Il boss confessa: “Abbiamo seppellito monnezza da Milano e Roma. Loro sapevano”


Dalla sua cella in regime di 41bis, Domenico Bidognetti, boss dei casalesi, ha raccontato il business dei rifiuti che ha legato imprenditori e camorra creando uno dei più grandi disastri ecologici e sociali del nostro tempo: la Terra dei Fuochi.
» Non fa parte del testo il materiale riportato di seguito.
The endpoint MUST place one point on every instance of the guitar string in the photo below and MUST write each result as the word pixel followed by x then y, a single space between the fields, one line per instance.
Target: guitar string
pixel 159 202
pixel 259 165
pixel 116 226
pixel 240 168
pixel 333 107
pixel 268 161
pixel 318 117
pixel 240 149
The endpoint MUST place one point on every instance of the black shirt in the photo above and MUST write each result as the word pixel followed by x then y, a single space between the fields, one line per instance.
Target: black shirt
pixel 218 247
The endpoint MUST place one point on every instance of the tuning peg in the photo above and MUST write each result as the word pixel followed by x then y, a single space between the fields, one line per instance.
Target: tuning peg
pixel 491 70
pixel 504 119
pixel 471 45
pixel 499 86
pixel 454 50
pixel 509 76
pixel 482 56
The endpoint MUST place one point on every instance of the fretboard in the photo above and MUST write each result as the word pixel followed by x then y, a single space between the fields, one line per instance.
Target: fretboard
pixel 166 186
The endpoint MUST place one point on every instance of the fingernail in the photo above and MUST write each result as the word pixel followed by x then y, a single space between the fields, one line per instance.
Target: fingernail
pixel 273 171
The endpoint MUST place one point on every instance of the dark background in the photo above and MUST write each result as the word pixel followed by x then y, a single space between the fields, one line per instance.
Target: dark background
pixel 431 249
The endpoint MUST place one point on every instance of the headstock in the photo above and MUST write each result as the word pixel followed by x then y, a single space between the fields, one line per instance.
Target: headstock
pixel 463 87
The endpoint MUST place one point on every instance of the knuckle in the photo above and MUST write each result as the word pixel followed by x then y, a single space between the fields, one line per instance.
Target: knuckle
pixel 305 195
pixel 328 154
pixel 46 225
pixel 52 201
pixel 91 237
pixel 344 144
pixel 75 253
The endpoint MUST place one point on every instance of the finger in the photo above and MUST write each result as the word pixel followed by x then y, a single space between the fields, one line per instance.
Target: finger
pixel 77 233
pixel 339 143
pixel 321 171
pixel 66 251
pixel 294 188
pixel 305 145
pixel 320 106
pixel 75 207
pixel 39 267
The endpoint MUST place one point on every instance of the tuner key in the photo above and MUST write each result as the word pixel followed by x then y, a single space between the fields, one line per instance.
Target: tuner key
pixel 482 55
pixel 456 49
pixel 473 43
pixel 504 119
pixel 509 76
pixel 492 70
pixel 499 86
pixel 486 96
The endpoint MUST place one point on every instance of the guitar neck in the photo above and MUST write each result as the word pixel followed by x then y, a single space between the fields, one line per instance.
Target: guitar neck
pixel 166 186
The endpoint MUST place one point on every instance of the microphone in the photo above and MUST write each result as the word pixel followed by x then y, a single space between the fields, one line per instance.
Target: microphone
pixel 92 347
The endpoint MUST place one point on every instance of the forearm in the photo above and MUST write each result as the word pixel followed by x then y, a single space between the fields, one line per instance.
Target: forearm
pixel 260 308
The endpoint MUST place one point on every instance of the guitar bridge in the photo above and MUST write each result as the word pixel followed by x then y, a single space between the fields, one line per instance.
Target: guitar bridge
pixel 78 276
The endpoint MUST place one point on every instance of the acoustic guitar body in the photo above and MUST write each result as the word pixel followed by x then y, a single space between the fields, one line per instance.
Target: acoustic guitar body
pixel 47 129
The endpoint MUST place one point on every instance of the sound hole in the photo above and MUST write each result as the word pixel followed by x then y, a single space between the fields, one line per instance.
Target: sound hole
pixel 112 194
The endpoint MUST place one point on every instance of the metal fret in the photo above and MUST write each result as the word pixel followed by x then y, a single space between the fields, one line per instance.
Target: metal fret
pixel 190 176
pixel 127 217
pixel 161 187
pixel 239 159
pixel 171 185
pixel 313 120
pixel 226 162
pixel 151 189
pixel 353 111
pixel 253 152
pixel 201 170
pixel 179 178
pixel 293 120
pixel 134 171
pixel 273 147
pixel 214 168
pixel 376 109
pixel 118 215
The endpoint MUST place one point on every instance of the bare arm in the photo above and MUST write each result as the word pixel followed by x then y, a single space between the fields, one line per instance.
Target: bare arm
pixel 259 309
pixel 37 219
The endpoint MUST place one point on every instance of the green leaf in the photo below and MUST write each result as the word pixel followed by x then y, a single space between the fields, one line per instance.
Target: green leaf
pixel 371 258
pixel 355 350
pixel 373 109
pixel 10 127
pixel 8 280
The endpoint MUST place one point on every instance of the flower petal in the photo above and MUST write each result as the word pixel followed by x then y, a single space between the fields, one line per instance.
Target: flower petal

Nel 2007 Bidognetti, cugino del capoclan Cicciotto ‘e mezzanotte e braccio armato dell’organizzazione, ha deciso di diventare un collaboratore di giustizia invitando tutti i suoi ex compagni a fare lo stesso nel corso della trasmissione “Annozero”: la decisione costò la vita di suo padre, giustiziato il giorno dopo la scelta del figlio.

Da allora il pentito ha raccontato tutto sui traffici della famiglia e del clan, nomi degli imprenditori coinvolti, dinamiche e cifre di un’attività illecita che ha fruttato miliardi di euro. Soltanto in una notte i casalesi riuscivano a guadagnare oltre 126 milioni di euro con i camion di rifiuti che da ogni angolo di Italia riversavano i contenuti nocivi nel suolo campano. In tutto sono state stimate dal Bidognetti circa 9.000 quintali di rifiuti interrati con questo sistema. Le dichiarazioni sono state raccolte e messe nero su bianco da Fabrizio Capecelatro nel libro “Il sangue non si lava”.

“Gli imprenditori ci pagavano fra le 180 e le 220 lire al chilo. Nel migliore dei casi, ovvero quelli in cui questi rifiuti venivano effettivamente smaltiti nelle discariche regolari. Se, invece, venivano sotterrati nelle cave abusive il nostro guadagno arrivava anche a 160 lire al chilo. Questi i numero del racket che coinvolgeva prevalentemente imprenditori di Milano e Roma. Bidognetti, infatti, racconta dei rapporti con loro: “Facevano soltanto finta di non sapere con chi trattavano il trasporto e lo smaltimento di questi rifiuti, perché gli conveniva, visto che risparmiavano fra il 30 e il 40% rispetto a quello che avrebbero dovuto pagare smaltendoli legalmente. Le prime volte andavamo noi a proporglielo, capita la convenienza facevano la fila per chiedercelo”.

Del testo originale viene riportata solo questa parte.